Les radeaux se retrouvèrent bientôt en plein milieu de la tache inquiétante. Personne de la tribu ne semblait s’en émouvoir, mais chacun prenait garde de ne pas s’approcher trop près du bord.

– On dirait… des méduses ! s’exclama Coralie qui observait avec dégoût la masse compacte et gélatineuse. Quelle horreur ! Je déteste les méduses !

Elle sentit un frisson glacé lui parcourir le dos. C’était plus fort qu’elle : elle avait une aversion pour tout ce qui ressemblait à de la gelée ! Lorsqu’elle était petite, pour l’embêter, Ambre s’amusait à la poursuivre avec un pot de gelée de groseille ; Coralie poussait alors des hurlements jusqu’à ce que sa mère vienne à son secours. Impossible de dire d’où lui venait cette répugnance. Mais elle était tenace, et ne l’avait jamais quittée.

– Ce sont des Brûleuses, corrigea Matsi. Séparément, elles ne sont pas dangereuses, mais ensemble elles peuvent tuer des baleines ! Autrefois, on se débarrassait des Pachahns en les jetant aux Brûleuses, ajouta-t-elle en riant. Aujourd’hui, c’est moins drôle : on se contente de les débarquer quand on a du troc à faire sur la côte !

– Brrrr ! trembla Coralie. Ça doit être atroce de tomber là-dedans !

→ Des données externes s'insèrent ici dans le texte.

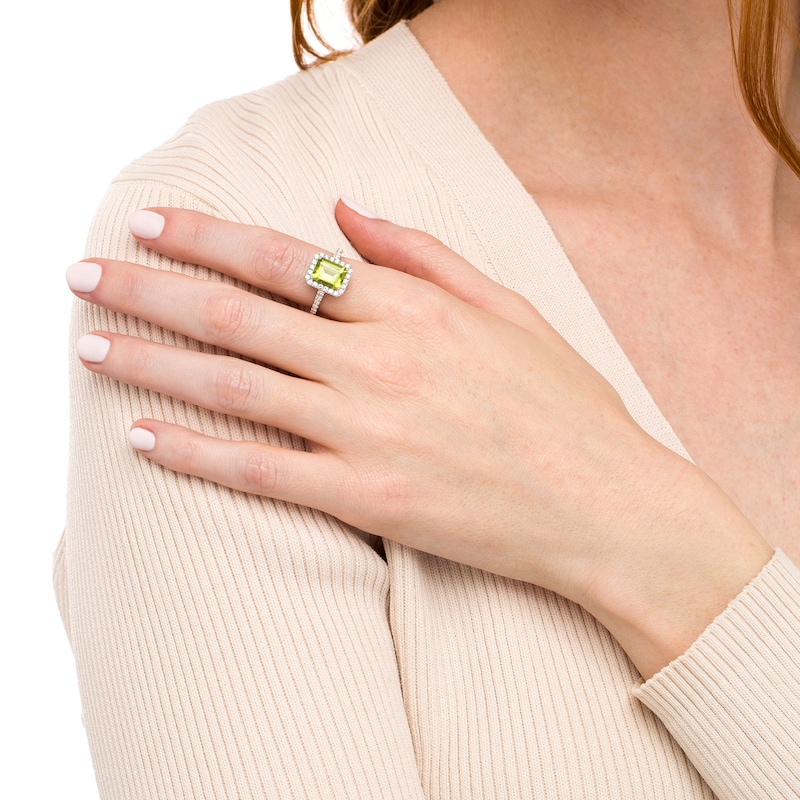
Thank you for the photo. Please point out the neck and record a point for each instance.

– Tu mourrais en quelques minutes, annonça tranquillement la fillette. Ta seule chance serait de réussir à plonger et de leur échapper en nageant sous l’eau.

– Et ça marche ?

– Oui. Je l’ai fait une fois.

Coralie lui lança un regard admiratif.

– C’est plus facile que d’échapper à un Gommon, en tout cas, précisa Matsi.

Coralie ne put s’empêcher d’en douter, et se demanda si elle ne préférerait pas avoir affaire à ces monstres plutôt qu’à ces répugnantes bêtes gélatineuses !

– Les Gommons viennent jusqu’ici ? demanda-t-elle.

– Non. Quand ils nous attaquent, c’est près des côtes, ou alors sur les plages.

– Ça, je le sais… marmonna Coralie dont le visage s’assombrit.

Le récit de la capture du Gommon et de l’enlèvement d’Agathe, événements qui étaient à l’origine de toute l’aventure, lui revint en mémoire, et chassa les méduses de son esprit. Le souvenir de sa sœur et de ses amis surgit à son tour, et un sentiment de tristesse la submergea. Mais à quoi bon se laisser aller au chagrin ? Tant qu’elle n’était pas à terre, elle ne pouvait rien faire.

– Qu’est-ce que tu as ? s’inquiéta Matsi en apercevant des larmes dans les yeux de sa nouvelle amie.

– Rien, rien, se reprit Coralie en secouant la tête. Allons plutôt voir ton père : il nous fait signe.

L’odeur de poisson grillé qui flottait dans les airs depuis quelque temps s’était faite plus insistante et le père de Matsi les appelait pour manger.